Kann dieses Gesamtszenario nun direkt im ersten neuen L.A.-Jahr zum Erfolg führen? Äußerst fraglich - zumal die sportliche Komponente auch Fragezeichen aufwirft: Nach dem schwachen 2016 (5:11), der Bilanz von 9:23 aus den jüngsten beiden Spielzeiten und dem letztmaligen Play-off-Erreichen 2013 wird die Zeit immer knapper für Star-Quarterback Philip Rivers (35). Ob er im Gespann mit dem neuen Trainer Anthony Lynn nochmals zu einem Run ansetzt? Die Qualitäten hat der Routinier in jedem Fall (viermal über 4000 Yards in den letzten vier Spielzeiten, dabei 125 Touchdowns). Doch auch Rivers weiß, dass sein Team noch etwas Zeit braucht - und deswegen formuliert er lieber vorausschauend: "Ich hoffe, dass ich noch bis 2020 weiterspielen kann - und das natürlich hier in L.A." Trainer: Anthony Lynn
Stars: Philip Rivers (QB), Antonio Gates (TE), Casey Hayward (CB), Melvin Ingram (DE), Russell Okung (OT)

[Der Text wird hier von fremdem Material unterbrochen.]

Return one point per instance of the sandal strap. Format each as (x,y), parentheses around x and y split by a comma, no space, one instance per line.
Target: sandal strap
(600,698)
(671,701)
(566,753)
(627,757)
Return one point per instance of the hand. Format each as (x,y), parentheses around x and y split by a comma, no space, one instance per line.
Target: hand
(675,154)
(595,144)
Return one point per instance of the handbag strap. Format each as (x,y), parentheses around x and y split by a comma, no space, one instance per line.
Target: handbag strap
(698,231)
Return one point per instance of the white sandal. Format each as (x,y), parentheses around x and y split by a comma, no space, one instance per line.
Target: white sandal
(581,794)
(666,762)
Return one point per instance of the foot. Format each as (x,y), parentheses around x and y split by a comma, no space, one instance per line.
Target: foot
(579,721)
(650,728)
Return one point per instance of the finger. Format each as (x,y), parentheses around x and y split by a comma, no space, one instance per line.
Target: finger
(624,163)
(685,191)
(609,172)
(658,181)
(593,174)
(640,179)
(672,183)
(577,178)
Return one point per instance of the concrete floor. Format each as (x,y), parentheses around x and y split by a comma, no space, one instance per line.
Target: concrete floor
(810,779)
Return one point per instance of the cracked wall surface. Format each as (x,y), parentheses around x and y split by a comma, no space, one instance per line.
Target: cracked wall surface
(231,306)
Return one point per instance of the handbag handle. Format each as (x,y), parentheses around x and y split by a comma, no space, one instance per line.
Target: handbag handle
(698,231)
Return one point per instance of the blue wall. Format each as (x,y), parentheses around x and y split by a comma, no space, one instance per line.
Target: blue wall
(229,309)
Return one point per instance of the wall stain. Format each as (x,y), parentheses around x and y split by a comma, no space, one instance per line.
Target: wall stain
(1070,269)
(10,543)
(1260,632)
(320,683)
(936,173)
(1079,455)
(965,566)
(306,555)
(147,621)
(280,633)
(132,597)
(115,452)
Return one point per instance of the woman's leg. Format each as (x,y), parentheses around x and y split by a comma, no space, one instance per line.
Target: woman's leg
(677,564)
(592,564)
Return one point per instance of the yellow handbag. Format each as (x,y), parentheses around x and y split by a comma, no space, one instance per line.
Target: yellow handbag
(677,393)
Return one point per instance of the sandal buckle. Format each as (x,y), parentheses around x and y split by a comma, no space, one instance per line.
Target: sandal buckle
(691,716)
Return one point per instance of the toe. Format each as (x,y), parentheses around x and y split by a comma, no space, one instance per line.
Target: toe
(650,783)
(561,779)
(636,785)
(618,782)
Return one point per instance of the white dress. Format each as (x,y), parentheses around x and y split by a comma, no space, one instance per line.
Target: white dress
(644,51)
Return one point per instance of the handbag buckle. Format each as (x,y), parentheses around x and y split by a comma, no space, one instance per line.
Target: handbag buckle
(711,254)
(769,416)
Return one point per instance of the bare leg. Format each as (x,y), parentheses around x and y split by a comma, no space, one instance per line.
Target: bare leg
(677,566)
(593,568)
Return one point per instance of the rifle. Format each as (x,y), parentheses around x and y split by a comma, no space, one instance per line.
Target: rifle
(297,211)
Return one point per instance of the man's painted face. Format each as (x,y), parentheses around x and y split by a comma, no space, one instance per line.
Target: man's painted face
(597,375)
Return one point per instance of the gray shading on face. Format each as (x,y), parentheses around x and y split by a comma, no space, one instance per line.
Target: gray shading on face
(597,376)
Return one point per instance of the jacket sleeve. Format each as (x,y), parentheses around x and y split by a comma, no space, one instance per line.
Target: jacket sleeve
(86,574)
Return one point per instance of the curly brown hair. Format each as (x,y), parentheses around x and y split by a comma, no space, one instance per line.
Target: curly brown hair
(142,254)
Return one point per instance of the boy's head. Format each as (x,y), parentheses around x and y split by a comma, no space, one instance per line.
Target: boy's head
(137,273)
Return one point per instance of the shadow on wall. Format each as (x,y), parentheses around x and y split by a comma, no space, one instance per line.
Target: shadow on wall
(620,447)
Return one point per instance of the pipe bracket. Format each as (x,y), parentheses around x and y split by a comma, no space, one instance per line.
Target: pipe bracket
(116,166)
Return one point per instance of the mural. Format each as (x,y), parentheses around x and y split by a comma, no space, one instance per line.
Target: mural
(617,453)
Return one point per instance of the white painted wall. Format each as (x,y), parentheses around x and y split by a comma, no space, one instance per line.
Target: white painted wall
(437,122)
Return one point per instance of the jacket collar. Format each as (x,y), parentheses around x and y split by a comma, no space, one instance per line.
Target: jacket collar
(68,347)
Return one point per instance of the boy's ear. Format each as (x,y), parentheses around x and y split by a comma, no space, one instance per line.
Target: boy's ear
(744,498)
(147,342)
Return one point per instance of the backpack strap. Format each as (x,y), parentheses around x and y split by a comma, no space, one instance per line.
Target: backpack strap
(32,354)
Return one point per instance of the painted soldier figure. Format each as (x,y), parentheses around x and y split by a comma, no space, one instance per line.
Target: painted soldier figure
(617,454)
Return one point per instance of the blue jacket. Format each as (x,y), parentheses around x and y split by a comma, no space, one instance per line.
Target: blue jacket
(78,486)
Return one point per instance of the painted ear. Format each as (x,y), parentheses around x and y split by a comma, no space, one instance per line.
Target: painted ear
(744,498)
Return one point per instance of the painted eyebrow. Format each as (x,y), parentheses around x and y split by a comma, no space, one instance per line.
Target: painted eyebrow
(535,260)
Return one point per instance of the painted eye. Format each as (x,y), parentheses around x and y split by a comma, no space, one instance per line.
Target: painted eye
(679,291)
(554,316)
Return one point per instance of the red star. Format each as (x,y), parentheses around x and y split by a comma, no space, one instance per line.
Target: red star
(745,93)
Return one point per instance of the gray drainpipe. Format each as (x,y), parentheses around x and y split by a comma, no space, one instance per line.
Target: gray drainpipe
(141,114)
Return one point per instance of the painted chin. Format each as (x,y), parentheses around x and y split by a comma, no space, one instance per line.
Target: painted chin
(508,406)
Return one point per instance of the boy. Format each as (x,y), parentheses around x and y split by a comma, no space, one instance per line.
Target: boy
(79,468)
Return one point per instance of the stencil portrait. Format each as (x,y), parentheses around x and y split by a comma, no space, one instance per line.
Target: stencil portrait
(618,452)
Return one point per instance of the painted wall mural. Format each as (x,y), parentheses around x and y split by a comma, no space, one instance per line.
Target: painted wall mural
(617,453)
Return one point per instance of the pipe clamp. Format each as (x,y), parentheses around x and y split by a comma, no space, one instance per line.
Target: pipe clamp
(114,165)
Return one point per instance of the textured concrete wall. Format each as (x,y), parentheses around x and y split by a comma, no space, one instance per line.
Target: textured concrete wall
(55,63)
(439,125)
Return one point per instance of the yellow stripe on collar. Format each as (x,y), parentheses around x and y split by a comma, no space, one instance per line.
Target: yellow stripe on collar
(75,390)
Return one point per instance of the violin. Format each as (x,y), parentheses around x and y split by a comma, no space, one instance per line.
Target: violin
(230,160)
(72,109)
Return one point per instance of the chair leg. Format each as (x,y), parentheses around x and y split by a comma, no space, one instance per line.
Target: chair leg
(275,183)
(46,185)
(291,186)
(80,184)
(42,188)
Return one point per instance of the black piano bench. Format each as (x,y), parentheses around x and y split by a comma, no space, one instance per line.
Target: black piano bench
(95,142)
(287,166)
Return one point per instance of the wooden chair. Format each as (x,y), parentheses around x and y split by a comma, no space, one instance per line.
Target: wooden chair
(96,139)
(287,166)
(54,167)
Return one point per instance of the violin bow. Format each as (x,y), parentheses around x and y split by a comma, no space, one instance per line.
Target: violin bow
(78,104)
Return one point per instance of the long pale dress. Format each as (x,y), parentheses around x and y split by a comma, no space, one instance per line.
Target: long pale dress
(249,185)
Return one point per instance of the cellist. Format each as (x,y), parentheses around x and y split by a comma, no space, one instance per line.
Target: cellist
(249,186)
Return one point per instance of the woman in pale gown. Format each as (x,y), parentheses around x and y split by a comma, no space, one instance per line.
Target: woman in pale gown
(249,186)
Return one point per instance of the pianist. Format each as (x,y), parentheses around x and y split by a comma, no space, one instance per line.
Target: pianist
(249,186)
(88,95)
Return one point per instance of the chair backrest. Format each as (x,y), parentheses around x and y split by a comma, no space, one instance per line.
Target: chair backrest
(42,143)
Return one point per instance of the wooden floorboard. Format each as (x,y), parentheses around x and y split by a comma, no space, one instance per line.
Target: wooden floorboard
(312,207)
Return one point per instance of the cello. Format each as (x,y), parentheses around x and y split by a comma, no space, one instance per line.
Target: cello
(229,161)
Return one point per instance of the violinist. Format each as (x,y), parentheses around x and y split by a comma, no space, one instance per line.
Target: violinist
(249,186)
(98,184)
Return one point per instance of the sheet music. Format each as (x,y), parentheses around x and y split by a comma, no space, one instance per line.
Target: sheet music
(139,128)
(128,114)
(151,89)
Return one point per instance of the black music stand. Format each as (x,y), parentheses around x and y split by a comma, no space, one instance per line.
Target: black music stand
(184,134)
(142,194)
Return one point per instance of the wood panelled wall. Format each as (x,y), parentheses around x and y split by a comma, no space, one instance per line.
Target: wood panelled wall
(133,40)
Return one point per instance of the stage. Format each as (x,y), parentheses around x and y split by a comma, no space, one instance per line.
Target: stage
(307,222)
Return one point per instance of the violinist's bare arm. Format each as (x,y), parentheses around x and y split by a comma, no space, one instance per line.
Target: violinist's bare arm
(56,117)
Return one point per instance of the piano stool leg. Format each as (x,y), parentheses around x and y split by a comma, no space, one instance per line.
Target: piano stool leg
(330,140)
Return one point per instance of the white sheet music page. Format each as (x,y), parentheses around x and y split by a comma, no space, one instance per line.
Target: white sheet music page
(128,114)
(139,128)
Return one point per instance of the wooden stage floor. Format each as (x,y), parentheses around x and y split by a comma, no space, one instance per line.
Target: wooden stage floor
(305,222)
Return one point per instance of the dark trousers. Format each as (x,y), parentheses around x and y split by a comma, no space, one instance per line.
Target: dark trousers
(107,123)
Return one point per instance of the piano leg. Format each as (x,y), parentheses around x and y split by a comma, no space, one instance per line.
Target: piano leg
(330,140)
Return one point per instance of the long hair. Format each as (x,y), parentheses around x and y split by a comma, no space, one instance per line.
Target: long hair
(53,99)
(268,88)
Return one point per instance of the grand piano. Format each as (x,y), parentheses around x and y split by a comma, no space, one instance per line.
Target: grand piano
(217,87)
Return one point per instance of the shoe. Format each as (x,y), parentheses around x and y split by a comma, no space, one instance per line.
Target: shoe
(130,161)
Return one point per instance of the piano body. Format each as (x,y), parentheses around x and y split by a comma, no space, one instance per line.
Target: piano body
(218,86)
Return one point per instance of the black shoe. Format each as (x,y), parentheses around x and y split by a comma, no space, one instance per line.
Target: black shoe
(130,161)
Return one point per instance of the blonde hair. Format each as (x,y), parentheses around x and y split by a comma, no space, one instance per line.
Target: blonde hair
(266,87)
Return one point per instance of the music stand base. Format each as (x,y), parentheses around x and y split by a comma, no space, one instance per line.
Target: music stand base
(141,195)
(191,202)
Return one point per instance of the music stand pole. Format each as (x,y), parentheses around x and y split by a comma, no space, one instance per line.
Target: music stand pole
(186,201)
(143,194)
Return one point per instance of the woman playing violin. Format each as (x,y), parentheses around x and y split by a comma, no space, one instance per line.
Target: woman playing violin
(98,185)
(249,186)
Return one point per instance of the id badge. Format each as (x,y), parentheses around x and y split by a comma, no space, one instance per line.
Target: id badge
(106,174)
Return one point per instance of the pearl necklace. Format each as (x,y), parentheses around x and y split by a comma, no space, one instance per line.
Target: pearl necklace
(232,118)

Fazit: Ganz klar ist, dass die "neuen" Los Angeles Chargers, denen wohl auch das noch fehlende Zusammenspiel mit den "neuen" Fans anhaften wird, als krasser Außenseiter in der AFC West an den Start gehen. Die Konkurrenz ist einfach zu stark: Kansas City hat sich unter Coach Reid zu einem schwer bezwingbaren Giganten gemausert (ausgenommen in den Play-offs), während Oakland mit modernstem wie risikobereitem Football glänzt und für Furore sorgt. An Denvers Abwehr werden sich zudem erneut viele Gegner die Zähne ausbeißen. Und so gibt es keinen klaren Favoriten in Sachen Divisionstitel - am Ende schaffen es womöglich in der Tat Chiefs, Raiders und Broncos in die NFL-Endrunde.